L’humanisme et le mécénat des princes favorisent l’éclosion de foyers et de nouvelles formes d’art dont témoigne avec éclat, à la fin du XVIe siècle, la cour de l’empereur Rodolphe II installée à Prague en 1586.
CINQUECENTO
Au XVe siècle, les territoires du nord de l’Italie, disputés entre la République de Venise et le duché de Milan, se laissent progressivement séduire par les formes nouvelles de la Renaissance toscane. Mais le XVIe siècle, que les Italiens désignent sous le nom de Cinquecento, y voit la naissance de deux écoles profondément
originales.
Tandis que Venise est dominée à la fin du XVe siècle par Giovanni Bellini, dont la leçon est perceptible dans Le Christ mort de Marco Basaiti, Milan accueille en 1482 Léonard de Vinci, le grand génie florentin.
Ses recherches marquent de manière indélébile toute une génération de peintres lombards actifs dans les premières décennies du XVIe siècle, au premier rang desquels Giovanni Antonio Boltraffio et Bernardino Luini.
À Venise, la mort de Bellini en 1516 laisse la place à Titien dont le travail sur la couleur définit une nouvelle ère dans l’art vénitien. Véronèse et Tintoret poursuivent dans son sillage. Les commandes religieuses demeurent pour les peintres une source essentielle de revenu, mais un art profane se développe parallèlement. Des tableaux inspirés de la mythologie répondent aux aspirations des humanistes férus d’Antiquité, mais
fournissent aussi d’excellents prétextes à la représentation de scènes à connotation érotique, très prisées de cette élite cultivée.

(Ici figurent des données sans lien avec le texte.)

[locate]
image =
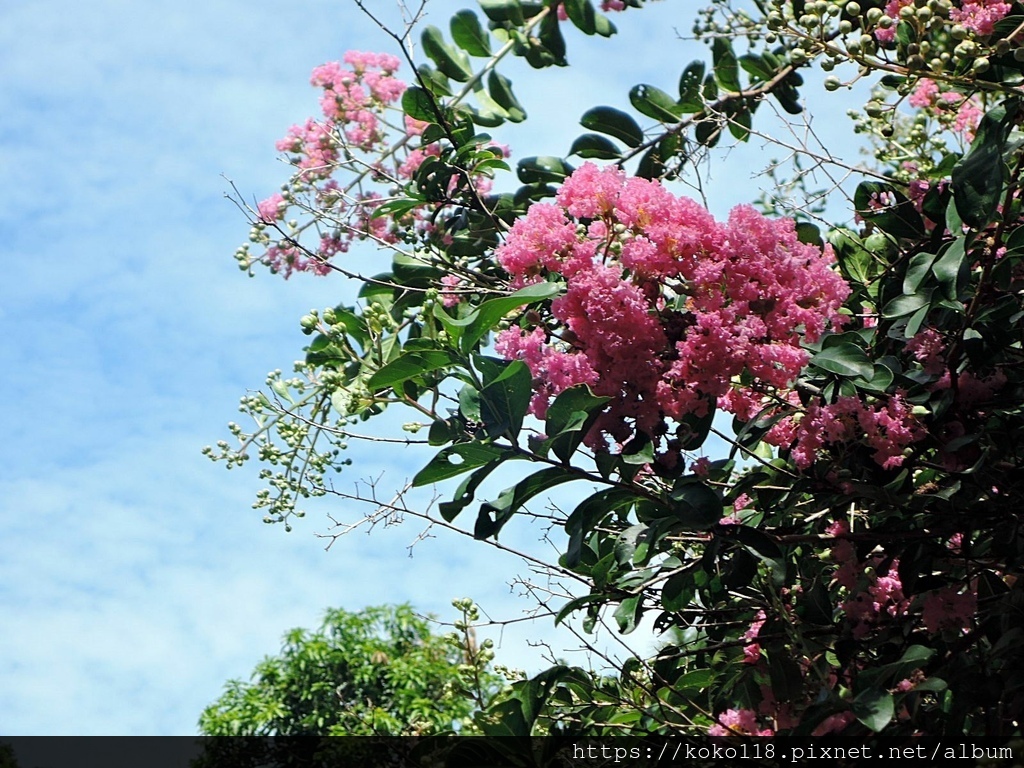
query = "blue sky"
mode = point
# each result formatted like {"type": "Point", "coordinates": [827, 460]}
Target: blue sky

Loin d’être imperméables l’une à l’autre, les influences lombarde et vénitienne se rejoignent dans la seconde moitié du XVIe siècle dans une ville comme Bergame, géographiquement très proche de Milan mais politiquement rattachée à Venise. En témoigne une personnalité telle que Giovanni Battista Moroni, l’un des
grands maîtres de l’art du portrait.
UN NOUVEL ELAN RELIGIEUX
Au XVIe siècle, la Renaissance suit en Italie la voie du maniérisme. Dans un jeu savant de citations mutuelles, les artistes rivalisent de brio au détriment parfois de la clarté du sujet représenté : le sens de l’histoire se brouille sous la prolifération des motifs et les effets de style. À l’heure où les idées nouvelles de la Réforme se diffusent en Europe, l’irruption de motifs profanes dans l’art sacré émeut une partie du clergé et des
fidèles. Les protestants crient à l’idolâtrie. Attaquée de toutes parts, l’Église catholique se réunit en concile dans la ville de Trente. Il y est question en 1563 de l’image religieuse, de rétablir sa lisibilité, sa décence et sa fonction. Est alors réaffirmé son rôle d’instruction collective et de support de la piété individuelle. Le ton est donné aux artistes de la Chrétienté pour les siècles à venir. Pour répondre à cette volonté nouvelle,
Véronèse renoue avec un genre de composition classique, claire et équilibrée. Greco,
parmi les premiers, explore une autre voix : susciter l’empathie du fidèle par l’émotion. La vie des saints et des héros bibliques est érigée en modèle. On recherche les épisodes les plus édifiants, mais aussi les plus à même de toucher la corde sensible du fidèle et de créer une familiarité avec les saints. Un militantisme religieux s’affirme au XVIIe
siècle. Les artistes recherchent désormais l’éloquence et, peu à peu, l’art devient théâtral. Cette évolution se poursuit au XVIIIe siècle et culmine dans les grands retables baroques comme le Saint Jacques de Tiepolo, où la grandeur et l’exaltation ont pris la place du sentiment.
L’AGE D’OR HOLLANDAIS
Menées par le prince d’Orange, Guillaume le Taciturne, la Hollande et les provinces du nord des Pays-Bas se sont affranchies de la tutelle des Habsbourg pour former en 1581 la République indépendante des Provinces-Unies. Porté par un incroyable essor économique et démographique, le jeune État traverse au XVIIe siècle un siècle d’or, couronné par une production artistique d’une grande originalité. Aux centres déjà
forts d’une tradition picturale comme Haarlem, s’ajoutent de nouveaux pôles de création autour d’artistes influents tels que Rembrandt à Amsterdam ou Pieter de Hooch à Delft.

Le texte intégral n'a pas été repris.